Credit conditions in the seven-state Tenth District Federal Reserve District weakened with further declines in farm income, according to the Federal Reserve Bank of Kansas City’s quarterly Survey of Agricultural Credit Conditions.
A summary of the Federal Reserve Bank of Kansas City (covering Colorado, Kansas, Nebraska, Oklahoma, Wyoming, the northern half of New Mexico and the western third of Missouri) first-quarter 2015 ag bankers survey shows:
District-wide land value changes compared to previous year
• Nonirrigated cropland: +0.9%
• Irrigated cropland: -2.1%
• Ranchland: +6.8%
District-wide average interest rates, compared to the previous quarter
Fixed rate loans
• Operating loans: 5.61%, down 0.09%
• Intermediate-term loans: 5.48%, down 0.04%
• Long-term farm real estate: 5.34%, up 0.01%
Amid further declines in farm income, bankers reported district cropland values edged down. Irrigated cropland values declined in the first quarter, falling slightly below year-ago levels for the first time in more than five years. The value of nonirrigated cropland also declined during the quarter, but was holding just above year-ago levels. Similar to previous surveys, Nebraska posted some of the largest price declines, while cropland values in Oklahoma and the Mountain States remained the most resilient.
Looking ahead, very few bankers expect price appreciation; a majority of bankers anticipates that cropland values will hold steady; and more than a quarter of survey respondents expect cropland values to decline further in the next three months.
District ranchland values generally held firm in the first quarter of 2015, and year-over-year gains remained strong.
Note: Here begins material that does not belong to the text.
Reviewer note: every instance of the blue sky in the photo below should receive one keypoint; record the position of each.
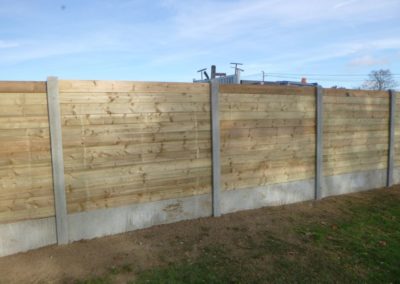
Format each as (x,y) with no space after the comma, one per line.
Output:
(168,40)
In contrast to the crop sector, where lower incomes were starting to place downward pressure on cropland values, bankers reported profits in the cattle sector were continuing to support high ranchland values. Looking ahead, bankers expect the trend to continue.
The continued decline in farm income boosted demand for new loans, as well as renewals and extensions on existing loans. Demand for non-real estate farm loans increased across all district states in the first quarter, and is expected to remain elevated over the next three months. If the trend continues, loan demand would be the highest since the survey began in 1980.
Loan repayment rates have declined significantly. Collateral requirements remained the same or increased slightly for most farm loans throughout the district.
Although profit margins in the livestock industry have remained stable, most bankers do not expect farm income or credit conditions to improve in the next three months.